I wouldn't say I 'rushed' my database decision and design, but after seeing that the metrics could just be stored in one table, I may have not selected SQL in the first place. Something else I'd want to try out is a time-series DB like Influx or Prometheus, especially one that has it's own monitoring solution that I could use as the dashboard. Postgres does, however, have the ability to scale in a multi-master replication architecture, giving it a scalable write surface. I couldn't find a similar concept for a time-series DB online yet. I would also look into sharding the read data if the user interface became popular.
##### Api nodes
Once again, I'd upgrade these to a compiled language for the speed improvements.
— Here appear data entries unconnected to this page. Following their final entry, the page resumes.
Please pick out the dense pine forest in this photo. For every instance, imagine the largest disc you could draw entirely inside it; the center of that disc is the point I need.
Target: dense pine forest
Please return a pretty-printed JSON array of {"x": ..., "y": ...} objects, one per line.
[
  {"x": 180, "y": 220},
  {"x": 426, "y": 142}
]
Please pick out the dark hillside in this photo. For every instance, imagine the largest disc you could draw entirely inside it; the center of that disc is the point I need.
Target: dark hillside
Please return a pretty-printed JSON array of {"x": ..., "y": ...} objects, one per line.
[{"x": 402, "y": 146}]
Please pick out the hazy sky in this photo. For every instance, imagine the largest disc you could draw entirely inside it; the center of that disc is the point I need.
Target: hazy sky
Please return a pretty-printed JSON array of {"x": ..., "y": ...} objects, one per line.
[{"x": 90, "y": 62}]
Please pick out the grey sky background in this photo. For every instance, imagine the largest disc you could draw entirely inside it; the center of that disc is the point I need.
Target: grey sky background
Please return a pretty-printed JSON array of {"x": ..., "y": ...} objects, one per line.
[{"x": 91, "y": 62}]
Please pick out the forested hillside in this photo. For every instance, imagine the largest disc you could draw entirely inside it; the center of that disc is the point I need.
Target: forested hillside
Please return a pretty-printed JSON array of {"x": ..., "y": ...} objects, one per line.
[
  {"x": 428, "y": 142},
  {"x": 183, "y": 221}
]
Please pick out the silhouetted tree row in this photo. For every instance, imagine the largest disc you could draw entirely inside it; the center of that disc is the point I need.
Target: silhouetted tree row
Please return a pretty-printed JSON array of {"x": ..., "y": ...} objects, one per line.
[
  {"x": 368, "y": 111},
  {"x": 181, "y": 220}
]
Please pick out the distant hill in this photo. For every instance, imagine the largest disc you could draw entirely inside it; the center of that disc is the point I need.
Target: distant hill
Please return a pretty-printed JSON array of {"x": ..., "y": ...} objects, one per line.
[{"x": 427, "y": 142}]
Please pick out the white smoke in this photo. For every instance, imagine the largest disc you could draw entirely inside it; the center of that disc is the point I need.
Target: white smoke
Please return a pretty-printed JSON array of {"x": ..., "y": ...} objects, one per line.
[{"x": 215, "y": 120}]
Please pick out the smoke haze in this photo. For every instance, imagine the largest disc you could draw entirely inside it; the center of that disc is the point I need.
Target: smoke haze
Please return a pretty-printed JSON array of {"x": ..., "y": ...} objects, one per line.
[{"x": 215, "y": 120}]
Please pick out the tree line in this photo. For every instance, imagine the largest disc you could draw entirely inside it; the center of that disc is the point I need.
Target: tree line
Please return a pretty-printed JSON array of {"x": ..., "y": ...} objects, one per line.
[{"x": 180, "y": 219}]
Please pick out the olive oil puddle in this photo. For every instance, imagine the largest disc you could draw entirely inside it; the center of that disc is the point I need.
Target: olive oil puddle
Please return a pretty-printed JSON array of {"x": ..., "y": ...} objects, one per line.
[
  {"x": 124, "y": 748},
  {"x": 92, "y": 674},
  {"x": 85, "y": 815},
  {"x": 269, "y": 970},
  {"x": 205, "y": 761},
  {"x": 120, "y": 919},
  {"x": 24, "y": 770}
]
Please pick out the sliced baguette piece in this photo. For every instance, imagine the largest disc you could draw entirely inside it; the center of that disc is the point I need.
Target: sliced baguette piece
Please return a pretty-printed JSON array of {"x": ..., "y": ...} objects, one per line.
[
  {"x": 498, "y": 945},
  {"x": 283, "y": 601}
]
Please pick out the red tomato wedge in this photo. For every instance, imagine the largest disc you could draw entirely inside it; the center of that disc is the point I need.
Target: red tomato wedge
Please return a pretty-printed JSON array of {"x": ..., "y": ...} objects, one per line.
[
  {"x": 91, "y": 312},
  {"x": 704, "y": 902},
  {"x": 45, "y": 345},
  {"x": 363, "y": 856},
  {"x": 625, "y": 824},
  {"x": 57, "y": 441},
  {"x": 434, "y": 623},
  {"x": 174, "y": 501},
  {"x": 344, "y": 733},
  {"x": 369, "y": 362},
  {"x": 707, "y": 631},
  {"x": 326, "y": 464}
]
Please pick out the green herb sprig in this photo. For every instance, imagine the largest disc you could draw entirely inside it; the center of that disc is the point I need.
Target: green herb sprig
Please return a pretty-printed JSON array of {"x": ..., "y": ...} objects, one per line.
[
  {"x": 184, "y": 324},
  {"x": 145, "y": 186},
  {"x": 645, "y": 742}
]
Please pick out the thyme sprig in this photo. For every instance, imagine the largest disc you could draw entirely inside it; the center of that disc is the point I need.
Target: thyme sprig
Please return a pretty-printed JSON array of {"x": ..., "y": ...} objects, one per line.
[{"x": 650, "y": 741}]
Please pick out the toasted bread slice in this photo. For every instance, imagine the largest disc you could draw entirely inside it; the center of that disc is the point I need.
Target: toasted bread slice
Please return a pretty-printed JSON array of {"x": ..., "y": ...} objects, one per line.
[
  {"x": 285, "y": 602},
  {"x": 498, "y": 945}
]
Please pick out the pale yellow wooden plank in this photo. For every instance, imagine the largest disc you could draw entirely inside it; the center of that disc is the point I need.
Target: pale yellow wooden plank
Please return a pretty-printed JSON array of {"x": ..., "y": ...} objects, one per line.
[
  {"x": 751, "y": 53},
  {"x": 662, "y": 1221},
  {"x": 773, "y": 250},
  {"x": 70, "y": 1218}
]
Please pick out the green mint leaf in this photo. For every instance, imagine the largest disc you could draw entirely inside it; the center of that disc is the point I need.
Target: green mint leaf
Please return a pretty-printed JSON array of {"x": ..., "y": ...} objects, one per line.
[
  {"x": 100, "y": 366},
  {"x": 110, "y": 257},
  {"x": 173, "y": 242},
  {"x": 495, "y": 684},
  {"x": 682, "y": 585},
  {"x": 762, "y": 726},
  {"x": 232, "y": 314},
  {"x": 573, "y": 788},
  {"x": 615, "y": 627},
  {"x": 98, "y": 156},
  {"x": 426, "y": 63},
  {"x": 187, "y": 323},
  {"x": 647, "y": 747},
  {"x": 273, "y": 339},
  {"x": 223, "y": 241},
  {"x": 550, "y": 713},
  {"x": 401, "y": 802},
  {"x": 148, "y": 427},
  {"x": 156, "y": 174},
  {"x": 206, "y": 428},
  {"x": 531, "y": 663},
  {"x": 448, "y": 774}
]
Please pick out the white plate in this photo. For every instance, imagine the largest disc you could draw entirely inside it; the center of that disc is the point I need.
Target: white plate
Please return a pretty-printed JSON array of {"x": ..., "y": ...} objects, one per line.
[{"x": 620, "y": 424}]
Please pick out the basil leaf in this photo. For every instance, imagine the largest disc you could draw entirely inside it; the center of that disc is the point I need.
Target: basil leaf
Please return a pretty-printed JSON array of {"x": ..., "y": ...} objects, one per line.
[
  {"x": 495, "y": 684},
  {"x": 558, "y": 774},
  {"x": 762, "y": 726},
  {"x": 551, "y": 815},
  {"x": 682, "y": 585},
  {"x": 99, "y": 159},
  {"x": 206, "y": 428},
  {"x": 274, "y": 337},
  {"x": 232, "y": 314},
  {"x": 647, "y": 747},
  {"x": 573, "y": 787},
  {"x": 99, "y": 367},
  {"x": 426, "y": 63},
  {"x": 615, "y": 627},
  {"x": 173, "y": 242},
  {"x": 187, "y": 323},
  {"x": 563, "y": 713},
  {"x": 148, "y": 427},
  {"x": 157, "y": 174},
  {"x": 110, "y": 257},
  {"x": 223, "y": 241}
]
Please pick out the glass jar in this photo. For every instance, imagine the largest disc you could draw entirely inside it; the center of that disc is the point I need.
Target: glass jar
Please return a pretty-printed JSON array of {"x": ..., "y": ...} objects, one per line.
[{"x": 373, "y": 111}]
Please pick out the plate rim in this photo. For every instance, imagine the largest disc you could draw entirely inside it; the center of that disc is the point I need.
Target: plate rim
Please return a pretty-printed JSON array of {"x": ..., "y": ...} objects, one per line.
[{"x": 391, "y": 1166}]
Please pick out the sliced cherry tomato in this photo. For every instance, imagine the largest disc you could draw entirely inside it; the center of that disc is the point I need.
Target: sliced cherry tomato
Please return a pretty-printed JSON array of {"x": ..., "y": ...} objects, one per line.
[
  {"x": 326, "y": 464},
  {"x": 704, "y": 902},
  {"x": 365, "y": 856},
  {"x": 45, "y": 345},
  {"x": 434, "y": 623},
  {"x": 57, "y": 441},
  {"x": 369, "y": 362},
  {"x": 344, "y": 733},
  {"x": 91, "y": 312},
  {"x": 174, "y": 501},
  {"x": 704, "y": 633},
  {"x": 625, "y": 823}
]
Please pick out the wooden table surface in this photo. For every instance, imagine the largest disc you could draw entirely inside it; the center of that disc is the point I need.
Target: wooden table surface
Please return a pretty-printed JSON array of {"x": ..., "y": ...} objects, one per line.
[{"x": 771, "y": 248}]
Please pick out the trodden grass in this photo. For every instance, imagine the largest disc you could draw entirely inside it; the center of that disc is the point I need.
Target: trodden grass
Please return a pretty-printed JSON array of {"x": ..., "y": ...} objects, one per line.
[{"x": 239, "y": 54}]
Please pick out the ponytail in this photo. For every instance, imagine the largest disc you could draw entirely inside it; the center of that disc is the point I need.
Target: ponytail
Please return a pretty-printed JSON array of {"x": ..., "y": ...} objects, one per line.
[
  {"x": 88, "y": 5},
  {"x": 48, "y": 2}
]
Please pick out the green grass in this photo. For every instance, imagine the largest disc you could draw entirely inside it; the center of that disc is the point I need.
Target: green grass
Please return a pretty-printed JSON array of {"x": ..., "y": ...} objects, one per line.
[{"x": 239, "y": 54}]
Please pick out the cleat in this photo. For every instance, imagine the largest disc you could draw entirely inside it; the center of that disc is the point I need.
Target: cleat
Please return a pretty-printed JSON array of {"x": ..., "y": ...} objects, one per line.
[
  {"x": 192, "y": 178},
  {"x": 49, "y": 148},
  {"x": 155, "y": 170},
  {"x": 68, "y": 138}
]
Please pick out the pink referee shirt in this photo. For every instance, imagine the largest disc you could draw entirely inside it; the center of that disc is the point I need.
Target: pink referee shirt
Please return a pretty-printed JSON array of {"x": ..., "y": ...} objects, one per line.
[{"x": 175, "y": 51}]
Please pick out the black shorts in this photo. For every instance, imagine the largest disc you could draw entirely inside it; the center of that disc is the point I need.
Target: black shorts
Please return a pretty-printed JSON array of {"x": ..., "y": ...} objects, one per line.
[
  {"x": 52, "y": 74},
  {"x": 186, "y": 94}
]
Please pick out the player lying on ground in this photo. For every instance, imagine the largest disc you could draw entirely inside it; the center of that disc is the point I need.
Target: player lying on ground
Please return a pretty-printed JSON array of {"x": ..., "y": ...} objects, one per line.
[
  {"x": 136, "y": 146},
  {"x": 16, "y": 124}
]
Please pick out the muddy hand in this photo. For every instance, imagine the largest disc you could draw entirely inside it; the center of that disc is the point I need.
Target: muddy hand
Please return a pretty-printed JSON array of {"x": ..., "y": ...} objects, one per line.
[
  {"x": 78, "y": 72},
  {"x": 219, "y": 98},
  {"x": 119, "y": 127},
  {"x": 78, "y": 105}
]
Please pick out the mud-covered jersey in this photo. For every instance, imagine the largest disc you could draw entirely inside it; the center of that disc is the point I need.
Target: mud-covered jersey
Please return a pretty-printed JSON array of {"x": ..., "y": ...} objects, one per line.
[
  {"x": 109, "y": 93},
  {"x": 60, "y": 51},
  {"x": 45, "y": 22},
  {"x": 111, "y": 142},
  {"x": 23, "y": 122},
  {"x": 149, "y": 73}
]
Since these api nodes pretty much do one thing, I think there's a lot of room for them to grow. First of all, I was planning on having the React frontend resend a query every 60 seconds for a "real-time" feel, but this could also be accomplished via websocket updates. Another huge upgrade for this layer would be a cache that stores all of the calculated time windows for certain querys, and can actually combine cached results to quickly return a query, even if that query hasn't been explicity requested yet. I'm sure I could also optimize the code that queries postgres and calculates the time windows.In production, I'd have this layer sitting behind an Nginx proxy that routes to a Kubernetes load balancer, then routing across all active nodes in the layer. I'd also set up a full test kit and CI/CD methods, probably Github Actions again.
##### Display
I ran out of time to code up a solid display, but all I had planned out was a simple form that asked for sensor_id (or all), traveler_type (or all), and start/end times (or all) from my backend api nodes, before filling in excluded time windows with 0s and rendering a react-vis chart for each metric (speed & count) over time.In production, I'd either put this one AWS Amplify & password protect the site, or leave it password-less on an organization's VPN, being served from a simple file server container within the backend system.
### Wrap up
Working with Kafka for the first time was a lot less challenging than I thought. After reading up on the offset-commit system, I was able to push through the only real bug I had with Kafka throughout the process. Running it on docker compose is also very easy and has pretty quick dev cycles. Although I tried to focus my system on speed and scalability, I think if deployed correctly it could be very secure, with the only ingress points being Nginx and Kafka.Although I didn't finish up what I had planned with my API and frontend display, I think the code and notes I have clearly show the path I want to take and how I'd complete the project with CI, CD, deployment code, monitoring and more.